Once again, sorry for the thin gruel I’ve been dishing out that last couple of weeks. By next week I should be shoveling the prodigious chunks of cheese, corn, cheese-infused corn, and corn-encrusted cheese bits you’ve come to expect from this establishment.

I did notice that the headlines are shouting about another big drop in “new home sales.” Like this article, for example.

Apparently the number of Americans buying brand-spanking new homes is a major indicator of our economic health. Or to be more exact, the rate of growth in the sales of brand-spanking new homes… is. (By the way, when swatting your child is criminalized in this country, as a bill introduced in Massachusetts a few months ago would have done in that state, will we be compelled to describe something that has just been constructed as “brand time-outing new”?

Anyway, I always wonder about the assumption that an ever-expanding number of Americans are going to build new homes when I juxtapose it with the fact that we are very close to zero population growth. In fact if it weren’t for the robust birth rates of Hispanics (legal and otherwise) we actually would have a shrinking population, as this graph by John Derbyshire reveals. (You need to know that the all-important replacement rate to at least maintain a population is 2.3 children per household.)

So given a static number of households, just where is this demand for new homes supposed to come from? Are upwardly mobile couples who want a new house in the exurbs going to simply abandon their existing homes in the suburbs if they can’t find a buyer?

If everyone is going to be on a never-ending climb up the property ladder, you need a steady stream of people who want to jump on the bottom rung. Don’t look to illegal immigrants. They send the lion’s share of their money back “home.” (Noticed all the Western Union moneygram storefronts proliferating in the “transitional” areas of the city, lately?)

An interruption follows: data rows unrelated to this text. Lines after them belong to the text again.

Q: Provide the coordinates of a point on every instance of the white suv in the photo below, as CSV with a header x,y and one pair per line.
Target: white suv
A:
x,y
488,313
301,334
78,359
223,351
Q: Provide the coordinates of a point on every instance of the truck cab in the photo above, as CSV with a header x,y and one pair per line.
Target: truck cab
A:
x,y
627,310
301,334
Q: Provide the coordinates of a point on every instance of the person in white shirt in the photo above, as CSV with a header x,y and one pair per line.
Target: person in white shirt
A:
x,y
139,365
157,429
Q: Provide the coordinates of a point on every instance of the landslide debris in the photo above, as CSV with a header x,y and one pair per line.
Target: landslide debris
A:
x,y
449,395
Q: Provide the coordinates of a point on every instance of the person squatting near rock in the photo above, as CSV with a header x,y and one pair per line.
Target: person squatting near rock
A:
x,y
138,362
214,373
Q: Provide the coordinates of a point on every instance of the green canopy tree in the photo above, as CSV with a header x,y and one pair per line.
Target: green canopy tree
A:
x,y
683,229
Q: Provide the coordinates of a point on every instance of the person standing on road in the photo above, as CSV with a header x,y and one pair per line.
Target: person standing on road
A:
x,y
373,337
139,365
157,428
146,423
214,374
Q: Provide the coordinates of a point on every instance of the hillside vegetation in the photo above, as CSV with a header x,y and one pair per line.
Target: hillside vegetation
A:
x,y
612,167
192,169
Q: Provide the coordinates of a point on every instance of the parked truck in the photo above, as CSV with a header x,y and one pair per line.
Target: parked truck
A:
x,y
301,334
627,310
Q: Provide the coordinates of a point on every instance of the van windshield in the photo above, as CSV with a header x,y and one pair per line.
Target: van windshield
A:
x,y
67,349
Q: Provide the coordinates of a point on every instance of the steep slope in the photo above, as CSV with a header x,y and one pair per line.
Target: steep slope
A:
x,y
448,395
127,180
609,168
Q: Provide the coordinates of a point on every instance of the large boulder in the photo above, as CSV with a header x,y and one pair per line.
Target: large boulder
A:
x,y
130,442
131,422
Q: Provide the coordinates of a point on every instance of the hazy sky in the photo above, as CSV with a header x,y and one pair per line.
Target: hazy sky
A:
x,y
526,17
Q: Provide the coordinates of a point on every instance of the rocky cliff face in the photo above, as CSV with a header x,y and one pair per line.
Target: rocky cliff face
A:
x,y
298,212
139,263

Given the easy credit and low interest rates that have been in place for a couple of decades now (you know the ones that have fueled the sub-prime loan “crisis”?) pretty much every apartment dweller that is remotely interested in owning a home has one.

What’s the answer?

How about revising our assumptions about sales of new homes? I realize that some of the fastest growing companies in America over the last few years have been the big national home builders.

But maybe those days are over. And maybe the big builders chains should get into the remodeling business.